On Jan 25, 2008 6:44 AM, Tim Starling tstarling@wikimedia.org wrote:
HTML+CSS is a well-specified format which aims to support output to all media types. It separates structure from presentation and provides for semantic annotation. There is a lot more content available in HTML+CSS than in any of the wikitext markup languages. That's why I wish research efforts were focused on analysis and conversion of this common language. Why would you want to convert directly from one restricted subset of HTML to an even more restricted subset? Why not improve annotation of MediaWiki's HTML output to make it more reuseable, and produce an HTML to MediaWiki wikitext converter?
Because for some purposes (e.g., a WYSIWYG editor), conversion both ways needs to be lossless, which it almost certainly won't be. You could do very verbose comments, but those immediately break when the user actually edits something (in the WYSIWYG case). If MediaWiki had been designed from the beginning to internally store almost everything as HTML, it would be at least conceivably doable to have a JavaScript HTML-to-wikitext converter that would be lossless, given appropriate annotation of the HTML (for templates, images, extensions, etc.). With wikitext, that's almost certainly impossible, so you have to just throw something together and hope it works well enough in most cases.

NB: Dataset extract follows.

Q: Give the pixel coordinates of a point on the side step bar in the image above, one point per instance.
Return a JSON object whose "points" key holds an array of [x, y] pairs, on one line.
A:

WYSIWYG is really the main motivation I see behind constructing a well-defined format of any kind. It would be nice if we could interoperate a little better with third parties, but I haven't seen any compelling application that needs this, and couldn't just use the HTML with maybe some comments to indicate templates. The compelling utility of interoperability is not with third parties, but with clients -- our own users' web browsers.
Unfortunately, this is probably not ever going to happen. Or at least not for a long, long time.